When considering improving your airway, the first step is identifying whether or not there is an airway problem. We then look to discover what the root cause may be and determine potential solutions.
Treating the airway from kids to adults often requires the collaboration of a team of airway specialists, not limited to orthodontics. For kids, we evaluate a combination of their medical history, jaw structure development, and size of tonsils and adenoids. Oftentimes, children need a combination of orthodontic jaw growth modification and evaluations by other healthcare providers.
For adults, a major risk factor for sleep apnea or nasal airway resistance disorder is one or both of the jaws being underdeveloped. As an adult, growth modification is not an option since jaw growth ceases in the teen years. However, there are still options to improve the airway as an adult, sometimes in combination with other medical treatments. Some of our orthodontic treatment options include jaw surgery, minimally invasive expansion, or sleep appliances; all of which aim to open up your airway for better breathing.

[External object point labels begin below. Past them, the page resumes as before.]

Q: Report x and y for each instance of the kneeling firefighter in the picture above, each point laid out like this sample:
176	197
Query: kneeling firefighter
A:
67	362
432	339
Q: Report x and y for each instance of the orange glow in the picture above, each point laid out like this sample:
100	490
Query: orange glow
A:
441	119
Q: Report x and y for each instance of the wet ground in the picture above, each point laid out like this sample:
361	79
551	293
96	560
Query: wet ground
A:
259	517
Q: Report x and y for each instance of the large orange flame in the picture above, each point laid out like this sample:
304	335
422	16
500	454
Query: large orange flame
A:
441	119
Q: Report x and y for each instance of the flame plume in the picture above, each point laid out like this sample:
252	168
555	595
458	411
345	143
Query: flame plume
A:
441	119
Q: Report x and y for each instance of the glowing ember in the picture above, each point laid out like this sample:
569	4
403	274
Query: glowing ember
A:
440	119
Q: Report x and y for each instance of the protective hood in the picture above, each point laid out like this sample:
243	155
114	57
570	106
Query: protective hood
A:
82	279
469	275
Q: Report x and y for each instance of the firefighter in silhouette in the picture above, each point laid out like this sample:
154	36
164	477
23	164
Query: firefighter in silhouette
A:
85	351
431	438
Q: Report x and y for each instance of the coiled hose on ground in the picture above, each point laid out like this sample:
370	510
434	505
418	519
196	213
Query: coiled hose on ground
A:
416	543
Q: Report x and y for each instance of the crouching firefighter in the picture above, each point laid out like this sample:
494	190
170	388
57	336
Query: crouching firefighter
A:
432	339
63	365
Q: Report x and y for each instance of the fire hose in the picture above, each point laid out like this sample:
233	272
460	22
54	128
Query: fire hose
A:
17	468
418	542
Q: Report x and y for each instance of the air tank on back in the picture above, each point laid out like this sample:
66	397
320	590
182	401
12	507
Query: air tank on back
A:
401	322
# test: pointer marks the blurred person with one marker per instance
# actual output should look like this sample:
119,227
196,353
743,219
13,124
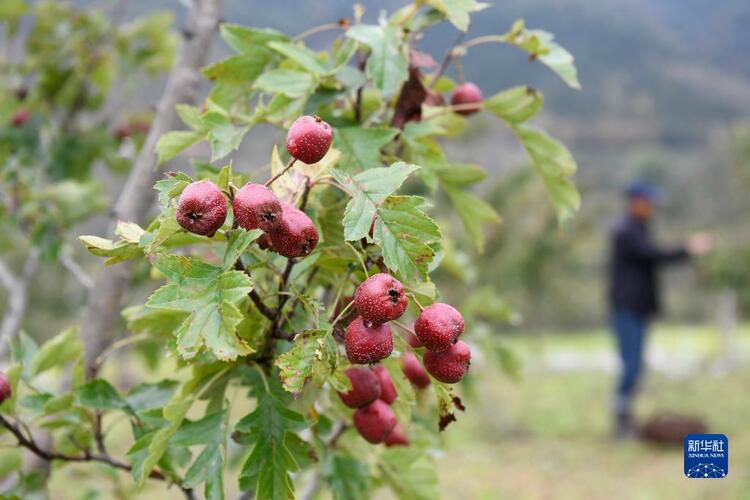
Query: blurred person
635,260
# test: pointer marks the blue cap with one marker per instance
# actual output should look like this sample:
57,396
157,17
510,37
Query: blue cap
643,189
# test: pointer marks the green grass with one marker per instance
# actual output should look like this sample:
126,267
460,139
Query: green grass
548,435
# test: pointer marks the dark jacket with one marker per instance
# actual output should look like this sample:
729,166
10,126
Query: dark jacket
634,262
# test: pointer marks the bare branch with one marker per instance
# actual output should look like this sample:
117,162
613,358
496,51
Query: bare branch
137,197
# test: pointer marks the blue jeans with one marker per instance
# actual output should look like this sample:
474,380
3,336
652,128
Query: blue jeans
630,328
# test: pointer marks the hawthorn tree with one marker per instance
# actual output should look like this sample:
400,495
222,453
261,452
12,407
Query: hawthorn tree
283,320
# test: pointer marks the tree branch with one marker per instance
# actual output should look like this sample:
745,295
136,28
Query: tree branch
137,197
30,444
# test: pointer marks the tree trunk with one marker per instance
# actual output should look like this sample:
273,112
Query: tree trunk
137,197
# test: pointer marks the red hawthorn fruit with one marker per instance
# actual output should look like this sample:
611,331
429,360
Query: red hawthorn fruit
308,139
375,422
5,391
467,93
20,117
397,437
380,298
256,207
438,326
202,208
367,345
413,370
365,387
387,389
294,235
448,366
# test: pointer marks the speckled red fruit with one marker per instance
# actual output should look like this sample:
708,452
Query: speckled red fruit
367,345
375,422
202,208
294,235
256,207
438,326
4,387
20,118
387,389
365,387
448,366
308,139
467,93
434,98
397,437
413,370
380,298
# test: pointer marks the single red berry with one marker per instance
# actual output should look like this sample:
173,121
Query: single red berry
448,366
20,117
467,93
308,139
434,98
256,207
438,326
387,389
375,422
365,387
5,391
380,298
294,235
367,345
413,370
397,437
202,208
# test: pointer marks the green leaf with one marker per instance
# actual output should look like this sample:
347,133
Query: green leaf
387,65
99,394
313,357
369,189
125,249
474,213
405,233
239,240
516,104
243,39
347,477
173,143
241,69
409,472
63,348
360,147
289,82
303,56
555,164
541,45
278,451
211,297
457,11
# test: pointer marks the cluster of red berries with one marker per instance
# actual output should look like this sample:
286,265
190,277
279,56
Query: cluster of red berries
371,395
5,392
368,339
288,231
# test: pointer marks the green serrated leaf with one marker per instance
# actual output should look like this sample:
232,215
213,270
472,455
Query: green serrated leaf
369,189
360,147
210,295
289,82
59,350
405,233
387,64
515,105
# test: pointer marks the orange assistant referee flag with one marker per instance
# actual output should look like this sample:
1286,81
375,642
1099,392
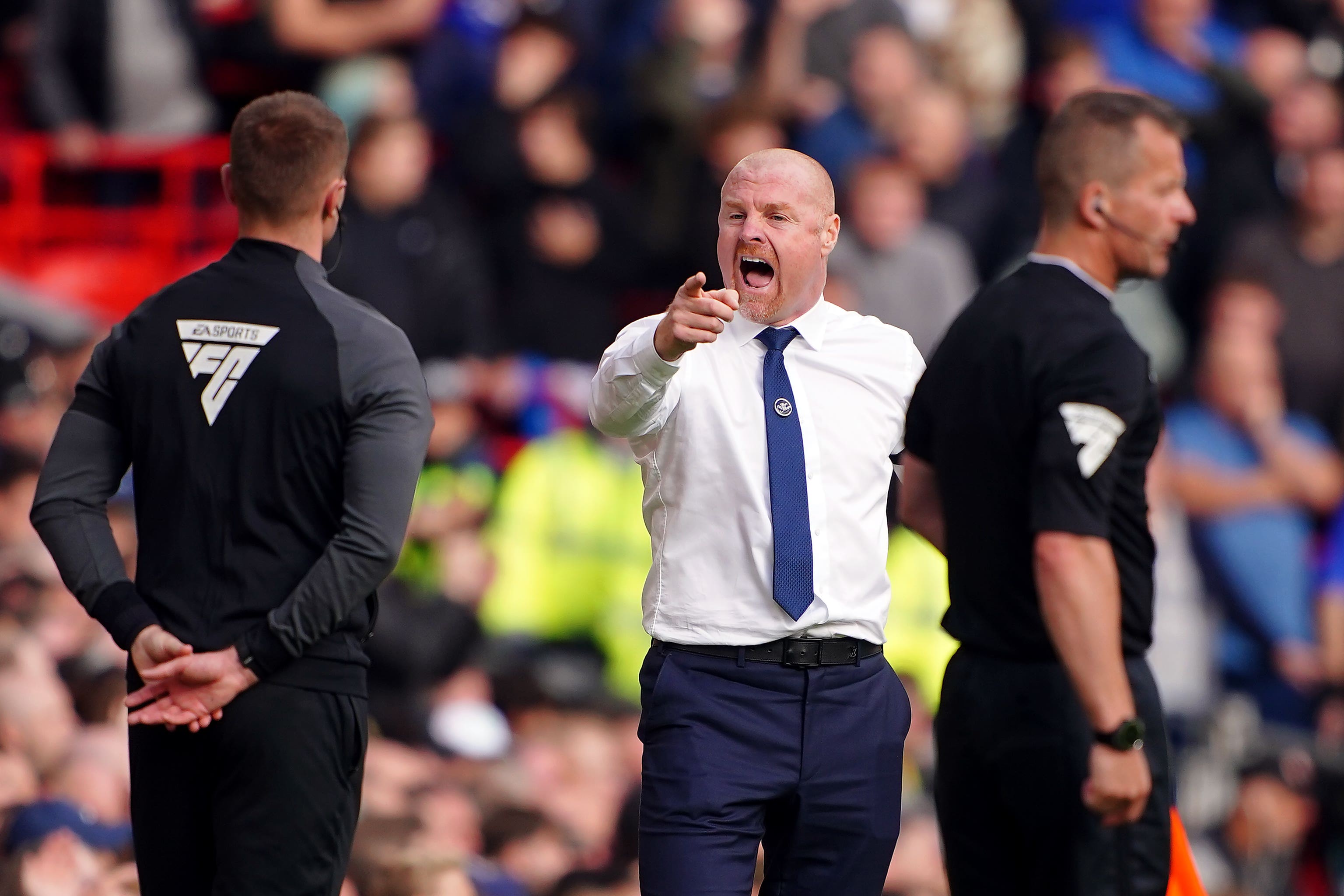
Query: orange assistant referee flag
1184,880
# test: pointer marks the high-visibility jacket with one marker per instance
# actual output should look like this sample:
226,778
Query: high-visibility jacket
917,647
572,550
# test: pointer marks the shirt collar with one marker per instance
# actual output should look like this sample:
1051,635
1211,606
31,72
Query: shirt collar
811,326
1041,259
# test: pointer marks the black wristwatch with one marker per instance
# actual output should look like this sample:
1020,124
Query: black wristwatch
1128,737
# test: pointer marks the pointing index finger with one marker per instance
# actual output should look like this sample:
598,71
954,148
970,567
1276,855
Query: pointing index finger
694,284
728,296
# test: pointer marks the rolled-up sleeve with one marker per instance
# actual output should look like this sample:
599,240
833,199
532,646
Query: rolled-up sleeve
635,390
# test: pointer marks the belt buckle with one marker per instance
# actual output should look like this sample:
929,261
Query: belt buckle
802,653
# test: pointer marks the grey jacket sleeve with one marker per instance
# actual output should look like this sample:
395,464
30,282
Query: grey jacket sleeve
385,451
84,469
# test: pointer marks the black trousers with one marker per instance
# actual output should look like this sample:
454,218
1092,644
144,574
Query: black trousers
803,762
262,802
1012,758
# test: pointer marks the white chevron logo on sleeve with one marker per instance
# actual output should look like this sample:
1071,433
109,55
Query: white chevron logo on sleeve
1093,427
225,350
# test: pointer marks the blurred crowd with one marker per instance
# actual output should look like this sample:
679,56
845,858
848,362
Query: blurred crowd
530,175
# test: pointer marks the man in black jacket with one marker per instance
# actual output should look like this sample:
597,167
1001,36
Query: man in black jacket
276,429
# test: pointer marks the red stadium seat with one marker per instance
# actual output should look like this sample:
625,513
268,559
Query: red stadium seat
111,259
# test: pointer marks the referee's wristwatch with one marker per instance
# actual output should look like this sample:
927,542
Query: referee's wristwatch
1128,737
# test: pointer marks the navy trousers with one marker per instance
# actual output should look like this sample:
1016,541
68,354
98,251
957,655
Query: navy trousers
741,754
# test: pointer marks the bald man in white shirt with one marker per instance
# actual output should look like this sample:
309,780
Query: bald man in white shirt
766,422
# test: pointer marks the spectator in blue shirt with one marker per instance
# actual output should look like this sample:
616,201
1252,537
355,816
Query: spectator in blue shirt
1166,49
1252,477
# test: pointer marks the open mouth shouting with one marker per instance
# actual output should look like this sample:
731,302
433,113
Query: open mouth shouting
757,273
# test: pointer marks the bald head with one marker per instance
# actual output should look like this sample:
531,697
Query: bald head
777,226
789,164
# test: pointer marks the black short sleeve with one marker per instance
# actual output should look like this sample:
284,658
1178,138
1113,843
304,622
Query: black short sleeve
1088,402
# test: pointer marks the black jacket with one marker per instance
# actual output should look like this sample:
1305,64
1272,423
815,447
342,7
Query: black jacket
276,429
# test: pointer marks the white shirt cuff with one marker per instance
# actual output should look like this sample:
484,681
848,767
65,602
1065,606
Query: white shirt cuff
650,363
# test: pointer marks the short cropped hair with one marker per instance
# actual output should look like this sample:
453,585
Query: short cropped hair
283,151
1092,137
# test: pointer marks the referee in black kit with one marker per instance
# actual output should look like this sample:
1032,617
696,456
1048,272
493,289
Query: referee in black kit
276,429
1027,442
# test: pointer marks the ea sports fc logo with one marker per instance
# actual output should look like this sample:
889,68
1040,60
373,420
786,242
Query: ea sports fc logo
225,350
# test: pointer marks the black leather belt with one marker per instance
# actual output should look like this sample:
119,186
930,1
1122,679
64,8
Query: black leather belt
800,653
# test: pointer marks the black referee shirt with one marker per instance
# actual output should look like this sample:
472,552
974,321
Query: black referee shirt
276,429
1038,414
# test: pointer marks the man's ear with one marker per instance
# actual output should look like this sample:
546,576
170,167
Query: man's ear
226,179
335,199
830,234
1095,205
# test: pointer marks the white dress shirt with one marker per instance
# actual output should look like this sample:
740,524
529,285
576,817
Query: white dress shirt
698,429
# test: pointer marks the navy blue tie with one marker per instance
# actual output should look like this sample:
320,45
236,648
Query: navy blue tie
788,479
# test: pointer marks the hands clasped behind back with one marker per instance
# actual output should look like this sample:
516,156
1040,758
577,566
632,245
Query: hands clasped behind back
182,687
695,316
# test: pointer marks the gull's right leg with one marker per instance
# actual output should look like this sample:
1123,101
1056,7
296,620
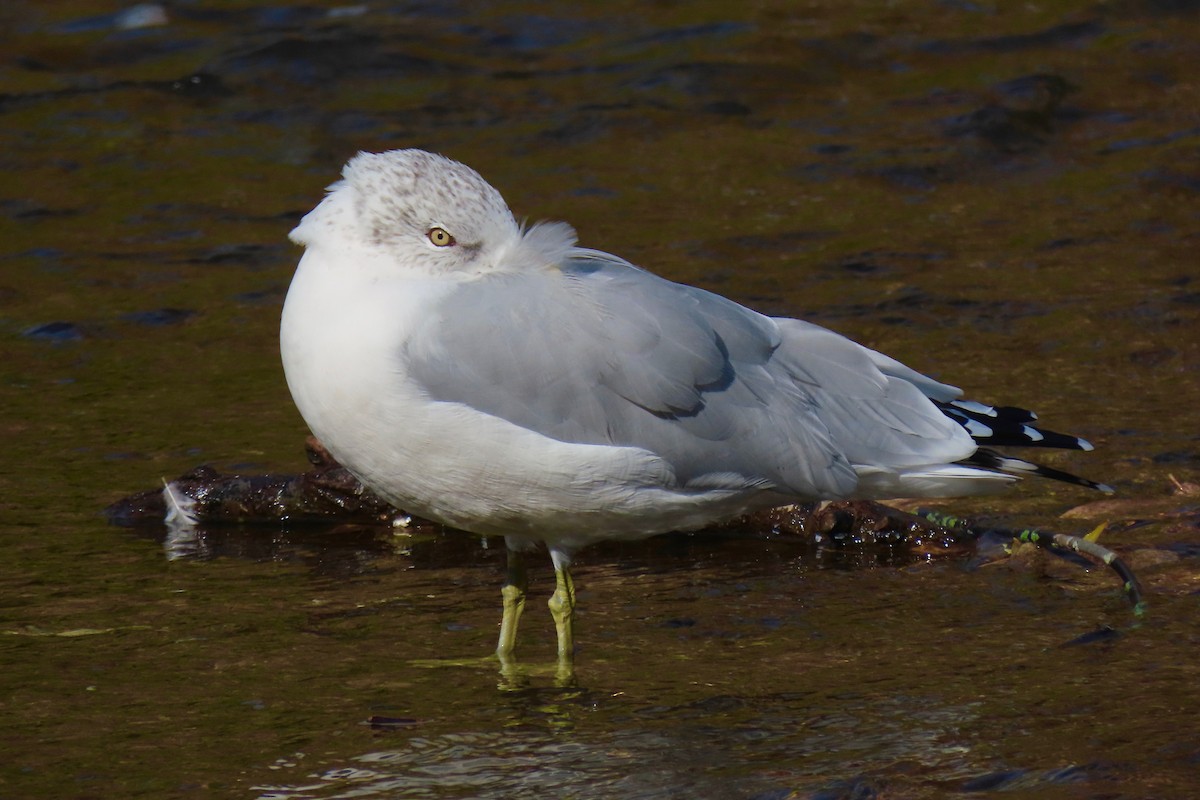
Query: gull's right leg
514,591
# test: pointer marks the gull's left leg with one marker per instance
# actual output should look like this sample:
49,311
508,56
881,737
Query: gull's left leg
562,606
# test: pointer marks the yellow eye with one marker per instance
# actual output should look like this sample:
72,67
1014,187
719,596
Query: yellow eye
441,238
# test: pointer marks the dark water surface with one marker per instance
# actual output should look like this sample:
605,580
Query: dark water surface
1006,196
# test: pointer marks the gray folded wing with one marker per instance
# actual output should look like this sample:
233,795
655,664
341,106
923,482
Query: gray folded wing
603,353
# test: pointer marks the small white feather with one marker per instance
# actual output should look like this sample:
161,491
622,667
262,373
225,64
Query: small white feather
180,507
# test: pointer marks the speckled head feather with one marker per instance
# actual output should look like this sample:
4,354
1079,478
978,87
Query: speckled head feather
402,191
391,200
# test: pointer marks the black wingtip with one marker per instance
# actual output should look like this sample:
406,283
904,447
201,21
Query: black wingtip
999,462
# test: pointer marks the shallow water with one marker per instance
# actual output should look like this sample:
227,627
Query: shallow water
1006,198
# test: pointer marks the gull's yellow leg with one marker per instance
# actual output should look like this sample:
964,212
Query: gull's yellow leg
514,590
562,608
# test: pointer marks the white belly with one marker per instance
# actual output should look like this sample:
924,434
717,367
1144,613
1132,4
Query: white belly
342,340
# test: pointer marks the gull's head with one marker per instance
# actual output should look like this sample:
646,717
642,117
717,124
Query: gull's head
429,214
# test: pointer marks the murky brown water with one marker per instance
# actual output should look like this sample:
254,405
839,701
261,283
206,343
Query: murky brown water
1003,197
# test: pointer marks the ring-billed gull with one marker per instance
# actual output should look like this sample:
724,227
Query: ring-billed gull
499,379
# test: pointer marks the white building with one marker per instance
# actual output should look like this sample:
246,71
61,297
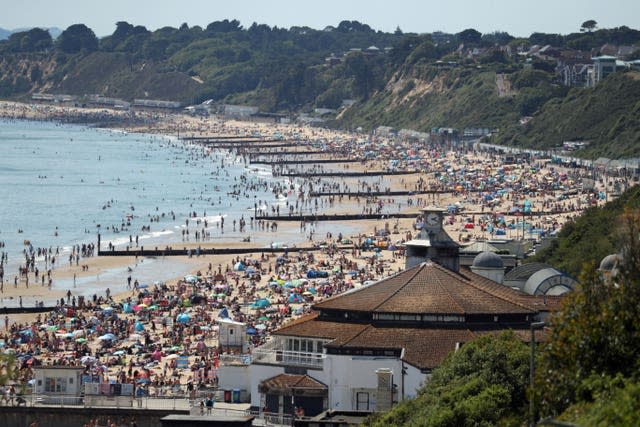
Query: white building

One of the major risk factors for sleep apnea or nasal airway resistance disorder is one or both of the jaws being underdeveloped. This can impact both the nasal passageway as well as the tongue obstructing the airway. Jaw surgery can reposition the jaws into a more ideal position and open up the airway for better breathing.
Snoring does not always indicate sleep apnea. For these instances, a nighttime oral appliance is used to advance the lower jaw to help lessen snoring. It is always advised to rule out sleep apnea before considering this appliance, as this appliance is not a recommended treatment for moderate to severe sleep apnea.